As we spend more time online, it's become clear that there are some serious issues we need to deal with. Things like cyberbullying, harassment, and hate speech are all too common on social media platforms. Most of the previous research in this space is predominantly focused on isolated aspects of online risk detection and often lacks a complete view of the problem. For example for online risk detection systems, it is crucial to ensure that the models and systems developed can effectively address real-world challenges, as online spaces are continuously evolving. There is a need to collect datasets that mirror the complexity and diversity of the online environment, encompassing various platforms, including their multimodal nature, subtle nuances, contextual information, and evolving trends.

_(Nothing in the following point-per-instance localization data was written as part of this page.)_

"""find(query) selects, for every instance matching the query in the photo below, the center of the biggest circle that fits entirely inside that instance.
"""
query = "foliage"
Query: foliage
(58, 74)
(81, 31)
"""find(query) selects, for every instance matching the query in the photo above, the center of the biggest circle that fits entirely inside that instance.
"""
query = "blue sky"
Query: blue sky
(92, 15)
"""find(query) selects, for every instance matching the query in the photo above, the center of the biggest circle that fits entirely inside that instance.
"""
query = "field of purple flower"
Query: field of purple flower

In light of these changing dynamics, my research takes a comprehensive approach to detecting and reducing abusive behavior online.
In my research I put particular emphasis on the need to collect ecologically valid datasets for accurate predictions in real-world scenarios. For example, my studies on youth risks on Instagram published at CHI'22 and sexual risk detection (CSCW'23) highlight the importance of including victims' genuine experiences. I integrate annotations provided by the youth themselves, allowing their lived experiences to shape the dataset. Additionally, I explore both the public and private aspects of youth's online lives. This emphasis on authentic data collection contributes to reliable risk detection solutions.

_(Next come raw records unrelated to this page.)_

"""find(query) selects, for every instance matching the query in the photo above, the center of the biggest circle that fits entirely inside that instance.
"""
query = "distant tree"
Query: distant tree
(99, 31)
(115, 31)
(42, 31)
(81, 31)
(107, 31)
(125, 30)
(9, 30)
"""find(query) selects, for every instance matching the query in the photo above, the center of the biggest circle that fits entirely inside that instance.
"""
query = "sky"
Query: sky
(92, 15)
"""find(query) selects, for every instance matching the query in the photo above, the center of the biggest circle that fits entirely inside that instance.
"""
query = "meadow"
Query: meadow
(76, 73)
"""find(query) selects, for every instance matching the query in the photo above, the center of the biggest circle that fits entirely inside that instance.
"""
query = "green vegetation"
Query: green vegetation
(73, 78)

Previous studies have predominantly focused on analyzing textual content using techniques like natural language processing (NLP). However, my research published in CSCW'23 reveals a notable shift toward the prominent use of images and videos, particularly among younger users. Secondly, contextual features, as well as human-centered features, can be used to make risk detection more tailored and effective. This is important because of the growing adoption of end-to-end encryption (E2EE) on platforms like Meta, which makes linguistic and semantic features alone insufficient for E2EE scenarios. As such, my research explores the multi-modal nature of online conversations to detect risks by harnessing meta-level data inferred from conversational patterns.

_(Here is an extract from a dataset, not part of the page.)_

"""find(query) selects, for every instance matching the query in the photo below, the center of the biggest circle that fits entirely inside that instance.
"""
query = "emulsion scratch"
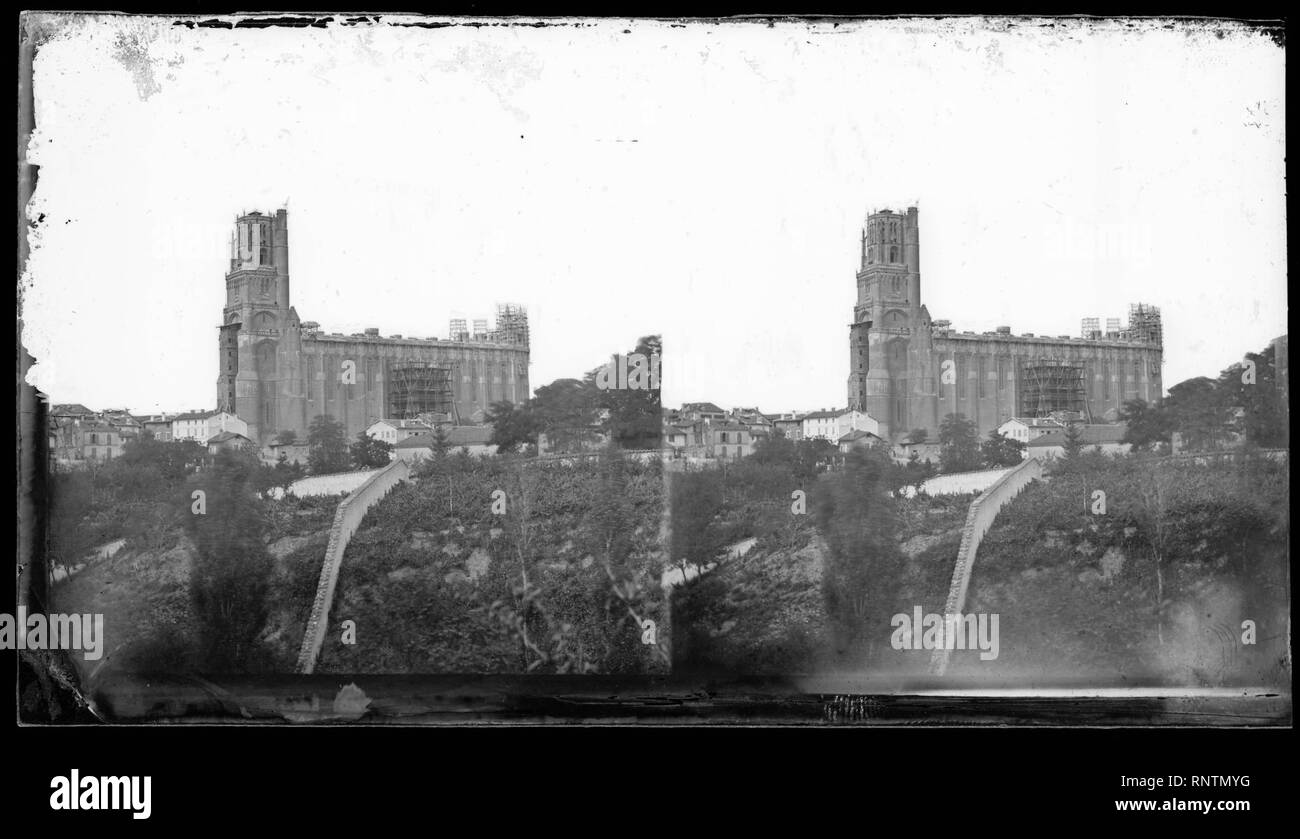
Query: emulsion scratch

My research aims to shift the paradigm of automated risk moderation from reactive, one-size-fits-all measures to proactive, content-aware solutions. In this study, we recognized a significant gap in the existing literature on hate speech detection, particularly the ineffectiveness of current systems that heavily rely on outdated lexicons, therefore I use word embeddings and a hybrid approach (lexicon-based + unsupervised learning) to perform adaptive risk detection.
Attackers coordinate on a platform and carry out attacks on another one. However, most research in this space has looked at risky behavior in a siloed fashion, evaluating the effect that these actions have on the platforms the accounts were banned from. Users are obviously not bound to a single platform but can migrate to other online services where moderation is possibly laxer. In fact, my research published at WebSci'21 shows that once hateful users get banned from Twitter, they often move to Gab, an alternative social network with an open lack of moderation marketed as protection of "free speech". This has important implications for risk detection systems being used to ban users and the repercussions of active moderation.